Lieutenant Powell shrugged. “There's nothing to see, but come on.”

He led the way out of headquarters and across the street to the coroner's office. The building was sterile and musky, its air heavy with death. McCall looked at the body and saw nothing, as Powell had predicted. Ben Sloane was only a dead man with two holes in his chest.

“Powder burns?” he asked the detective.

“Traces. But they weren't contact wounds, if that's what you're asking. The killer stood several feet away.”

“No weapon was found?”

“None.” Powell scowled. “And it wasn't robbery. He still had money.”

They went back across the street to headquarters. “I met Sloane and his secretary at a party in the capital just yesterday,” McCall said. “He said he was coming here. What's the secretary's name—Walsh?”

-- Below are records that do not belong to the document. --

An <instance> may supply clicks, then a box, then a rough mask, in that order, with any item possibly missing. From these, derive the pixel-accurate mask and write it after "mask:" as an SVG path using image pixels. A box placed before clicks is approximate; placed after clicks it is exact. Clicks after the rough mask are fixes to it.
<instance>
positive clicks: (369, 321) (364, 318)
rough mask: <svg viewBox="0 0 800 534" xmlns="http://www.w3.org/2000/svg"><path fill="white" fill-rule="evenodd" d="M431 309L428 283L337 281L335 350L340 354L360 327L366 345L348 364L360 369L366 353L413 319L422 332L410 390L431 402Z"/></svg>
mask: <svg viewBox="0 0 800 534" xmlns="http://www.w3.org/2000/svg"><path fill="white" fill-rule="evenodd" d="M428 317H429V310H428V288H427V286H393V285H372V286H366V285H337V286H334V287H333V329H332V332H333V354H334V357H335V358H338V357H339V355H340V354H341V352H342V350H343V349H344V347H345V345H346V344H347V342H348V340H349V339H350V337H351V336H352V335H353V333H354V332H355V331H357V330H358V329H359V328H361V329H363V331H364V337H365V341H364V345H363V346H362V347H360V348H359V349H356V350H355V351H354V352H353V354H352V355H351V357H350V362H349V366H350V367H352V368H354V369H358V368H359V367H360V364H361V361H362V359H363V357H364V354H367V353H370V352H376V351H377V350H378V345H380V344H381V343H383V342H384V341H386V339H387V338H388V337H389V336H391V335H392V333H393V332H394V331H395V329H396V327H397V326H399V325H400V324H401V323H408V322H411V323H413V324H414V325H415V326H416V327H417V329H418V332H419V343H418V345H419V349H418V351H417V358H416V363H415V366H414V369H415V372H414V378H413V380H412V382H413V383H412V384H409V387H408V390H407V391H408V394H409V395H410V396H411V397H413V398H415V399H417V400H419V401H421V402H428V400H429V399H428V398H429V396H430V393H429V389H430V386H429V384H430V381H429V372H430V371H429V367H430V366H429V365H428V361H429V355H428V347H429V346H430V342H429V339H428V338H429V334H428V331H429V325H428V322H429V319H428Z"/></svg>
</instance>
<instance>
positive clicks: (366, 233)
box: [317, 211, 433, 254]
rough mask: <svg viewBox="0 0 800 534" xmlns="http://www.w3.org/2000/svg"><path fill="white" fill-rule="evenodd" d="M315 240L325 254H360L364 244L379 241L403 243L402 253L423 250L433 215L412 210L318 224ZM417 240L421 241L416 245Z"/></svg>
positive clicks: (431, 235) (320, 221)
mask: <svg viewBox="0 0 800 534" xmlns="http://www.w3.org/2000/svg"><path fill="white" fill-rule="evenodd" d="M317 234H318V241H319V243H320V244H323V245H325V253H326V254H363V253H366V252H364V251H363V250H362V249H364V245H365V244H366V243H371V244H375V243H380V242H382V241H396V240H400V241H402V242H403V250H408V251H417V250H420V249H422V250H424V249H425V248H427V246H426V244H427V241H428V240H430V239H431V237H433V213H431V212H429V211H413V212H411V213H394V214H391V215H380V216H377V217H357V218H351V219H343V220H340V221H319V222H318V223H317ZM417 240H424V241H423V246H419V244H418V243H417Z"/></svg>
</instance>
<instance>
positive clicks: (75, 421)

Powell shifted on his aching feet. “Suzanne Walsh. She's here if you want to talk to her. She's been making a statement to one of my men.”

“I would like that,” McCall said. “I must say I'm not used to this sort of co-operation, Lieutenant. Thank you.”

Powell scowled at him. “I'm giving you everything you want, McCall. Everything to get you out of Rockview as soon as possible.”

Suzanne Walsh was seated on a straight-backed wooden chair, red-eyed and obviously still distraught. She looked up at him when he entered the room, but did not recognize him.

“I'm Micah McCall. I met you at Dora Pringle's party yesterday.”

She sniffed and focused her eyes on him. “Was that only yesterday?” She was younger than he'd estimated at their first meeting—possibly still in her early thirties—but her rounded face and slim formless body made her appear somehow ageless. She was not really an unattractive woman, but she gave the impression of one already resigned to spinsterhood.

“Governor Holland was most disturbed to learn of this terrible crime. He wanted me to convey his deepest regrets. Has Mr. Sloane's family been notified?”

She touched her nose with a balled-up handkerchief. “He had no family. There was a brother who died some years back, and that was all.”

“He never married?”

“Once, when he was very young. But as I understand it, the marriage was annulled after a few months.”